「こんにちは!」子供達が元気に書道教室に通ってきます。机に座って、さあ練習開始!でも、なかなかうまく書けなくて苦労している様子です。そんな時私は子供達に、「お手本をよーく見て、よーくまねするんだよ。」と言います。子供達の耳にタコが出来るのではないかと思うくらい言っています。お手本を良く見て、良くまねをすること、これが書道を学ぶ上で一番大切なことであり、とても難しいことなのです。
よーくまねをするって、どういうことでしょうか。字の形も同じ、線の太さも同じ、折れ方、止め方、はね方、はらい方、点、お手本をよーく見て、同じに書くのです。これはとても難しいことなので、気持ちが大切です。全く同じに書くぞ!という意気込みが大切です。
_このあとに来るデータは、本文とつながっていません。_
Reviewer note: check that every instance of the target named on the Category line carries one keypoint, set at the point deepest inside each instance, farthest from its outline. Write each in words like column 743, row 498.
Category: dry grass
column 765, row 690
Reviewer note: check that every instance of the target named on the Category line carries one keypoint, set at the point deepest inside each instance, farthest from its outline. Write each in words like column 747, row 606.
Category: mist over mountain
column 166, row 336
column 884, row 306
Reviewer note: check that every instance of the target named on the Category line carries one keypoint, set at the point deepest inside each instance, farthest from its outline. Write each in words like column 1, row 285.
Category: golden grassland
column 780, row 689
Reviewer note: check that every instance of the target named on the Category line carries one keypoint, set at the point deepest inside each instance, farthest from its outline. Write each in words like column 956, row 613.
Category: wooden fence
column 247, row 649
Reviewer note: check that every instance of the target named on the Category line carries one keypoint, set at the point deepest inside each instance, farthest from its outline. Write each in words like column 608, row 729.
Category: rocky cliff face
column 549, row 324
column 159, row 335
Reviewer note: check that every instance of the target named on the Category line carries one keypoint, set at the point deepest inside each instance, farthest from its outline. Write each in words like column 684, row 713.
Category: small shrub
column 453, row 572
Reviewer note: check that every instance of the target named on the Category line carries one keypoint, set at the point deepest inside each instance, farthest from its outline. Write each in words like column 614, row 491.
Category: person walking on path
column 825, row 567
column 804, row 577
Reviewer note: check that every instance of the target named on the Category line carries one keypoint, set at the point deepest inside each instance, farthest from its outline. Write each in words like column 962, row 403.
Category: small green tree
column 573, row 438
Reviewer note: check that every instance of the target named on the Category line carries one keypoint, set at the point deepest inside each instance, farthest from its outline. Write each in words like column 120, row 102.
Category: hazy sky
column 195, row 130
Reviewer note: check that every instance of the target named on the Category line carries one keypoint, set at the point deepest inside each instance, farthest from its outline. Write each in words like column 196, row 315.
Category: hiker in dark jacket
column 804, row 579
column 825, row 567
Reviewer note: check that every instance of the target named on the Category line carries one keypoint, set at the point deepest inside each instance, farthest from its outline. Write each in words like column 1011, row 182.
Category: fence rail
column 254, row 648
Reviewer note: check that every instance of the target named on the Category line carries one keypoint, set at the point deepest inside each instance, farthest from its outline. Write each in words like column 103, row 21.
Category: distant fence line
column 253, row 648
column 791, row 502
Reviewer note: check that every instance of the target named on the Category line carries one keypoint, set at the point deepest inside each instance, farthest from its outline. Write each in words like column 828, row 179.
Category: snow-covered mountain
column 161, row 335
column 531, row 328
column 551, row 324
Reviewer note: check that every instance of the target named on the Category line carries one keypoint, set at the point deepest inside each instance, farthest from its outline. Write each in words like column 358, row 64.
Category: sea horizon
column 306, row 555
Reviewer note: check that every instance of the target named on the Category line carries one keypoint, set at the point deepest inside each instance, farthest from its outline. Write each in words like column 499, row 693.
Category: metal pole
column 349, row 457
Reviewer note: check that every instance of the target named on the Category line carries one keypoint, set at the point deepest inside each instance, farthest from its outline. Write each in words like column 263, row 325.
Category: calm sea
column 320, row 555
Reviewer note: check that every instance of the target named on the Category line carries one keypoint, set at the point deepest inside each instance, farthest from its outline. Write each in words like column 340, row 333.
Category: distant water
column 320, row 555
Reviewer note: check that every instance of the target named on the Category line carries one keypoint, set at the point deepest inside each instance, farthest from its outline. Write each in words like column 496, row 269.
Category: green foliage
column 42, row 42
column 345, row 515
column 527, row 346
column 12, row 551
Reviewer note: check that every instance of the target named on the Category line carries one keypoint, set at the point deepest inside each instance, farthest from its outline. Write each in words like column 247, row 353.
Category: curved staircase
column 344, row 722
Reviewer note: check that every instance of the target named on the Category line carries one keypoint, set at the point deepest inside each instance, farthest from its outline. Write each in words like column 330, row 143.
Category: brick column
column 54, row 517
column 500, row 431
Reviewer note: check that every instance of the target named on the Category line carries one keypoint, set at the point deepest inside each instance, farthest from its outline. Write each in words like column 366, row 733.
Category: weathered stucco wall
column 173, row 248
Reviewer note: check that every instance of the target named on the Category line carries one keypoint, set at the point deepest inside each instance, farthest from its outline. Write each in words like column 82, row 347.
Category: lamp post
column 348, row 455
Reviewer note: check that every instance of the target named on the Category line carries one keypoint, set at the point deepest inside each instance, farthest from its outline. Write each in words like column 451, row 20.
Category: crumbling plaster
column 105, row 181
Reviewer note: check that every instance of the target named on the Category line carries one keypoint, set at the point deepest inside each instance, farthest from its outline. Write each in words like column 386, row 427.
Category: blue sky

はじめは線を一本まねするにも時間がかかると思いますし、なかなかうまくまね出来ないとは思いますが、あせらずじっくり練習しましょう。
まねをする時、どういう筆づかいをするのか分からないという技術的な問題にぶつかると思いますが、それを教えていくのは書道の先生の役目です。先生も一生懸命教えたいと思います。
書道教室をはじめてから、大人の皆さんに「上手に宛名や年賀状が書きたいのだけど、書道を習う暇がないのです。」という声をかけて頂くことが何度かありました。確かに教室に通うのは簡単ではありません。もしお家で少しだけ時間がとれれば、市販の練習本でペン字を練習してみてはいかがでしょうか。
本屋さんにいけば、色々な種類のペン字の練習本が出版されています。それらをペラペラめくって内容を見て、
「これなら続けられるかな。」とか、
「こんな字が書けるようになりたい。」
というもの購入して、1週間に1度でも2度でも良いので練習します。その時のポイントは、やはりお手本をよーく見て、よーくまねをして書くことです。自分の癖が出ては意味がないので、気合を入れてまねしましょう。はじめは1文字書くにも時間がかかるとは思いますが、徐々に早く書けるようになり、癖も消えていくことと思います。長い目でお試し下さい。
さて、最後に少しだけ、私の現在の書道の恩師である小野寺峰秋先生との出会いについて書きたいと思います。
仙台に引っ越してきた私は、師範位を取り書道教室を開くことを目標に、右も左もわからぬまま東北書道会の事務局に電話しました。小野寺峰秋先生を紹介して頂いて、はじめて峰秋先生のご自宅の教室に伺い先生の書いたお手本を見た時の衝撃は忘れられません。
「こんな完璧なお手本は見たことがない!」
「こんな美しい書を書く人に会ったことがない!」
古典に裏付けされた字は美しく味わいがあり、様々な書体も書風も自在に書きこなす姿に、ただただ感嘆するばかりでした。そしてその時、自分も先生のように書けるようになりたいと強烈に思ったのです。それから私もお手本をよーく見て、よーくまねをしながら練習し、今にいたっています(^o^)。